Кто-то вошел в овин, окликнул кого-то по-русски… Я хотел было прислушаться, но новый приступ чиханья заткнул мне уши. Потом мне полегчало, и я услышал, как за стеной, прямо возле меня, чей-то заспанный голос спросил:
— Так
— Я, — подтвердил второй. — Обер велел…
Воцарилась тишина. Слышно было, как чиркнула
спичка, как куривший выдохнул дым: они сидели совсем близко от меня.
— Обер и не знает, кого я буду вешать. Он так избит, что его мать родная не узнала бы. А я узнал.
— Кого, Бобаков, этого Ручкайлло?
Я вздрогнул.
— Да он не Ручкайлло, а Кичкайлло! Он у Зольде в Коморове вместо рысака бегал, бубенчиками позванивал, помнишь?

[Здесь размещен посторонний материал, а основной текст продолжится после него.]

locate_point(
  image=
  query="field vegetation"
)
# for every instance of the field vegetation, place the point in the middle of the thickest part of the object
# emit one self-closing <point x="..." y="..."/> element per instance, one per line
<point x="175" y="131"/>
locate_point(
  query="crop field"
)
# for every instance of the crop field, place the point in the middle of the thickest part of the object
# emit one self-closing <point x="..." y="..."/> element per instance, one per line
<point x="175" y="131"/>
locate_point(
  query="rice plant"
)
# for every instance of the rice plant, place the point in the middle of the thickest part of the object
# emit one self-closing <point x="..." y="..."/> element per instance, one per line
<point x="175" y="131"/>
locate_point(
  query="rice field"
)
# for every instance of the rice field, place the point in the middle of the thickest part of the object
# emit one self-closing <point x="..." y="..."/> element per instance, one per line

— Такой огромнющий, с мордой, как у суслика? Ну как же, помню!
— Ну так это он самый.
— А ты Кунцу сказал?
— Нет.
— Вот дурень… Скажи. Он те награду отвалит.
— Вишь, Алешка… Этот Кичкайлло в Коморове не один был. С ним еще были капитан Чечуга и доктор один, майор Дергачев, Владимир Лукич… я точно помню. Их в плен вместе взяли, и в лагере они вместе держались, вместе и бежали. Чечугу эсэсовцы во время погони ухлопали, а те двое ушли. Понимаешь?
— Еще бы! Думаешь, и Дергачев где-нибудь тут крутится?
— Голову на отсечение дам! Да ты сам посуди: до чего же убежище хитро сделано! А в убежище что? И радио, и карты разные, и ракетница, и газета начатая… Не-е, такие вещи не для кичкайлловых мозгов. Тут кто-то побашковитей действовал, ученый… Вот Дергачев это мог. Я его знаю. Он же меня спас. Меня ему в барак, как колоду, трупом сбросили. А он как взялся, так до тех пор надо мной орудовал, покамест я к жизни не вернулся и на ноги не встал. А когда он попробовал меня в шрайбштубе выписать как выздоровевшего, тут-то, братец ты мой, вся заваруха и началась! Лагеркоммандант пошел к нему барак посмотреть, а там госпиталь целый! После этого Дергачеву ничего не оставалось, как смыться поскорей куда попало… Нет, я не скажу…
— А Кичкайлло-то повесишь?
— А как же я бефеля [70] могу не выполнить? Мне еще жизнь дорога! Ясное дело, повешу, да еще толково: в одну секунду, чтоб не мучился. Но что б я сам, по своей воле, эту падаль на своего доктора натравил… Нет, этого ему не дождаться! И ты тоже не болтай. Все-таки мы еще люди.
— Да ясно не кунцы какие-нибудь… — подтвердил, зевая, второй.
— Ну, ладно, спи. Пойду на свой пост к…
Он назвал грубым словом уборную и встал, шурша сеном. Собеседник Бобакова повернулся на другой бок и вскоре захрапел.
70
Приказ — от немецкого «Befehl».
Одной рукой я сжимал рукоятку револьвера, другой нос. Ну, герр Кунц, мы еще посмотрим, чья возьмет! Только бы мне не расчихаться.
Было уже далеко за полночь, когда я высунул голову из укрытия. Месяц вверху боролся с тучами, то погружаясь в них, то снова выплывая. Ночь дышала прохладой и покоем уснувшей деревни.
Я подтянулся на руках, поднял доску на петлях и влез в овин. С минуту я слушал: спят? Они преспокойно спали, зарывшись в сено. Я соскользнул вниз и ступил на утоптанную землю. Через полуприкрытые ворота узкая полоска лунного света падала прямо на шлем и шинель, висевшие на крючке для граблей.